1. Can IT specialists be engaged/contracted directly by a foreign company?

Yes.

2. Can IT staff be engaged as contractors?

Yes.

3. Should contractors be registered as private entrepreneurs (or equivalent)?

Yes. 

4. Can teams be hired via an intermediary (an outsourcing company) and is this common?

Yes, common.

In practice, this depends on the size of the team to be hired. Generally, it is possible, but several legal requirements must be met. The Czech Employment Act stipulates the liability of a customer that allows hidden agency employment. Therefore, both parties (not only the one which provides the workforce, but also the user) might be held liable for conduct whereby someone (an intermediary) provides the workforce without having an employment agency licence. In the case of outsourcing, it is crucial to pay close attention to the contractual arrangements to prevent potential risk of liability for hidden agency employment.

5. What is the risk of re-qualification into employment relationships?

The risk is low if the contractor’s work does not show signs of work dependent on the customer under the Czech Labour Code. Dependent work is work performed: (i) in a relationship where the employer is superior and the employee is subordinate; (ii) in the employer's name; (iii) according to the employer's instructions; and (iv) personally by the employee for the employer. Dependent work must be performed for remuneration, at the expense and responsibility of the employer, and during working hours at the workplace of the employer, or other agreed place. Whether or not the contractor’s work shows signs of dependent work should be assessed on a case-by-case basis in light of the wording of the agreement and factual operation of the respective contractual relationship. If the performance of work qualifies as dependent work under the Czech Labour Code, there is a high risk of re-qualification.

6. Is a local presence for the foreign company mandatory to hire an IT team?

No. 

7. If a local presence is mandatory, what form should it take?

N/A

8. Are any regulatory approvals needed to hire an IT team?

No. 

9.Can a foreign company lease premises locally for the hired team?

Yes, but not recommended.

Leasing the office directly without having a local presence may create a risk of a permanent establishment and unnecessary tax risks.
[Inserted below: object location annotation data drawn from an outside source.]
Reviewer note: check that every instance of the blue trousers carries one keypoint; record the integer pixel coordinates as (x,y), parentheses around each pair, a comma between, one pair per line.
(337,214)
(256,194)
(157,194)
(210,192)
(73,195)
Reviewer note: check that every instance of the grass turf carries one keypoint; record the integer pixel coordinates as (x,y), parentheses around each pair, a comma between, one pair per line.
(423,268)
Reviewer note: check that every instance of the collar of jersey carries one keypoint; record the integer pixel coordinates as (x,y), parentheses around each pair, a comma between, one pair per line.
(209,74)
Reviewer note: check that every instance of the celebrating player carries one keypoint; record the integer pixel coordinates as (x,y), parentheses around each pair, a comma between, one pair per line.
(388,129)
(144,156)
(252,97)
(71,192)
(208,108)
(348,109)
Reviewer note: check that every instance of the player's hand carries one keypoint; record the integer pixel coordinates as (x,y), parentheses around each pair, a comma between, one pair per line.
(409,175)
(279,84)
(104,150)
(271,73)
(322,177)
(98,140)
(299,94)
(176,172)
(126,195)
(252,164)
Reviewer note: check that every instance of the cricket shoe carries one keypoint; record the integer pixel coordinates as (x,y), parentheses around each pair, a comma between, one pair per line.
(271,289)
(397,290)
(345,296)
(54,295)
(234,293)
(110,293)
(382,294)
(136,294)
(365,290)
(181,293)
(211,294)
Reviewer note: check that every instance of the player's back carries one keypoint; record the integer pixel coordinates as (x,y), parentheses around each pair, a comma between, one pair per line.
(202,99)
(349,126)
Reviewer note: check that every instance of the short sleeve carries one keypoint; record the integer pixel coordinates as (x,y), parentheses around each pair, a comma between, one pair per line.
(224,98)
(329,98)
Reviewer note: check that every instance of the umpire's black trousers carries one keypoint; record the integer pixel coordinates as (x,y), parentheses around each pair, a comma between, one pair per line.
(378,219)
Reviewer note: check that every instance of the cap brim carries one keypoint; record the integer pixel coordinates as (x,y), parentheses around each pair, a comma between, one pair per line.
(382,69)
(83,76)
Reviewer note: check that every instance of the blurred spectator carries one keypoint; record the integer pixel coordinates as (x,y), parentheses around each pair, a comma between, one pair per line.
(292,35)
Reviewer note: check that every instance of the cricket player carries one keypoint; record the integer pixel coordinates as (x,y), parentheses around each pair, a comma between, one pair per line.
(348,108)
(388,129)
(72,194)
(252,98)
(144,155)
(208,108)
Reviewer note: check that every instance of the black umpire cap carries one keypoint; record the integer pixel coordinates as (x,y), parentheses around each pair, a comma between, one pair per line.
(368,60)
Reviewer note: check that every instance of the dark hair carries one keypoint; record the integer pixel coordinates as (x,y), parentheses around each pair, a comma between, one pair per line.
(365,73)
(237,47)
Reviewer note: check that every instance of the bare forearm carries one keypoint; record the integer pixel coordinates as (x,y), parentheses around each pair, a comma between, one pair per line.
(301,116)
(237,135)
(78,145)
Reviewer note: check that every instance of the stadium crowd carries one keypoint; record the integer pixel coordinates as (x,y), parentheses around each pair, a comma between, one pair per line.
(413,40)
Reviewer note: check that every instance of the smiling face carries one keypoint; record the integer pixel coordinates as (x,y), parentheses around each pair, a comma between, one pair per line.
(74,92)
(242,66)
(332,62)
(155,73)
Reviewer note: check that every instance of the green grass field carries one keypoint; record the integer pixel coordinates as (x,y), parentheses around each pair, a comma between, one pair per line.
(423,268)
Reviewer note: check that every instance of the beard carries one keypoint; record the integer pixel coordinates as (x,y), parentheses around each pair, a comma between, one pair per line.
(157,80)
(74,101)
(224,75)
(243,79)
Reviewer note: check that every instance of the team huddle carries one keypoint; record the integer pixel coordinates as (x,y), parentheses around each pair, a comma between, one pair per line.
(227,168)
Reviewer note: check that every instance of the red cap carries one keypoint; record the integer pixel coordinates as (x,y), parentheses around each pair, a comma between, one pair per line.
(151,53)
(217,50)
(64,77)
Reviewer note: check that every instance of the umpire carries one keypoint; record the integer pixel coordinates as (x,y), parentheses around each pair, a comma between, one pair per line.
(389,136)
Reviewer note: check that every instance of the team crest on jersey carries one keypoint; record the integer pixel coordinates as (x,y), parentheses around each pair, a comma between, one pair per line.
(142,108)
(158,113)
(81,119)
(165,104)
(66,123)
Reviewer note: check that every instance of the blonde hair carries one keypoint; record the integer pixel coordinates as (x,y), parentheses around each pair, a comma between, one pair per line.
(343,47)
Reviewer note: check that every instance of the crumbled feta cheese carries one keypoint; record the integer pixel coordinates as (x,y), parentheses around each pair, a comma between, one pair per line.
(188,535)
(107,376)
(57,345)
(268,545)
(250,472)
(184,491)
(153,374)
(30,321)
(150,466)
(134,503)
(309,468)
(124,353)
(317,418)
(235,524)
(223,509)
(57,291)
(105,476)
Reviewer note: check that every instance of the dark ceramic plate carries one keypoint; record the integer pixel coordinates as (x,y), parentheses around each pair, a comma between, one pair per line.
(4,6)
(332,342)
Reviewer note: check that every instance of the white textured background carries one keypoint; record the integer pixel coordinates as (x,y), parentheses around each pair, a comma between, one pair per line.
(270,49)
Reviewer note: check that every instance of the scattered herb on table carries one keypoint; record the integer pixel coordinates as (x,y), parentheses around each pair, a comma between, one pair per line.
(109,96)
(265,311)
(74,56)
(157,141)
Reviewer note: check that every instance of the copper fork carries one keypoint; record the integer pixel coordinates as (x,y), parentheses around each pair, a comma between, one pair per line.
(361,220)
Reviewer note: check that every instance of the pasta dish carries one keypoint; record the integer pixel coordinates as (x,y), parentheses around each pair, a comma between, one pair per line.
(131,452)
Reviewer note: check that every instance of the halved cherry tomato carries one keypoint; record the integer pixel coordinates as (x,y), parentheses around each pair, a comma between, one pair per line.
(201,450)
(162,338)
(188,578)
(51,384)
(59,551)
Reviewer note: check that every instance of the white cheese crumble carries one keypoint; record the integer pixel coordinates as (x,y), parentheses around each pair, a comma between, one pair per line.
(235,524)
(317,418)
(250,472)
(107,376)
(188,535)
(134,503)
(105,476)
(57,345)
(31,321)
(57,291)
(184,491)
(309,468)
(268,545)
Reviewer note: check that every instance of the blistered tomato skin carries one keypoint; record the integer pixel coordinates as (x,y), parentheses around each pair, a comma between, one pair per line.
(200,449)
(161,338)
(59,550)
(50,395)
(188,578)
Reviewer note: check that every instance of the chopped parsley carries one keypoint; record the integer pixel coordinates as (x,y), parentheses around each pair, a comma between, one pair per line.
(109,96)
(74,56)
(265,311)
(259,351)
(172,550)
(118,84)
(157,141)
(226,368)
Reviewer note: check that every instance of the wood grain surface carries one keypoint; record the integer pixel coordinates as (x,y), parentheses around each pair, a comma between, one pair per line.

It can also increase the risk of re-qualification into an employment relationship. This should be analysed on a case-by-case basis.

10. Can a customer compensate a contractor (intermediary) for the leased premises?

Yes, but not recommended.

Compensating a contractor (intermediary) based on a separate agreement for compensation (not directly in the contractual price for services / work) may increase the risk of re-qualification into an employment relationship. This should be analysed on a case-by-case basis.

11. What kind of agreements should be entered into between the IT specialist and a foreign customer?

Contractor agreement (contract for work and IT services agreement).

12. What kind of agreements should be entered into between a foreign customer and an intermediary?

Contract for work, IT services agreement.

13. Can payments between the contractor (intermediary) and a customer be made in a foreign currency (USD, EUR, GBP)?

Yes.

14. Is ‘work for hire’ recognised in your jurisdiction?

Yes. 

However, computer programmes, databases, and cartographic works created by a contractor on hire, which are not collective works, are considered employee works where the client has right to exercise the economic rights to them.

15. What documents are necessary to transfer proprietary IP rights properly?

IP assignment agreement. Proprietary rights are transferrable to industrial property, databases and other intangible assets which are not specifically regulated, e.g. know-how and trade secrets. From the perspective of copyrightable works, we note that economic rights as well as moral rights are non-transferrable; however, the right to exercise the economic rights to employee works is transferrable.

16. Are noncompete/non-solicitation arrangements enforceable?

Generally yes, however it depends on the wording. This depends on the wording of the noncompete/non-solicitation arrangement. In general, noncompete clauses are in practice easier to enforce than non-solicitation arrangements (regarding the burden of proof). However, this depends on the governing law of the contract and the place of enforcement. If the contractual relationship is reclassified to employment, special rules regarding noncompete would apply.

17. Can foreign law govern contracts between the customer and a contractor (intermediary)?

Yes. However, it is still necessary to comply with imperative and mandatory rules.

18. Are warranties/indemnities recognised concepts?

There is no specific legal regulation on warranties. Indemnity is recognized by law. Both concepts are a common part of agreements. They should always be adjusted to local rules.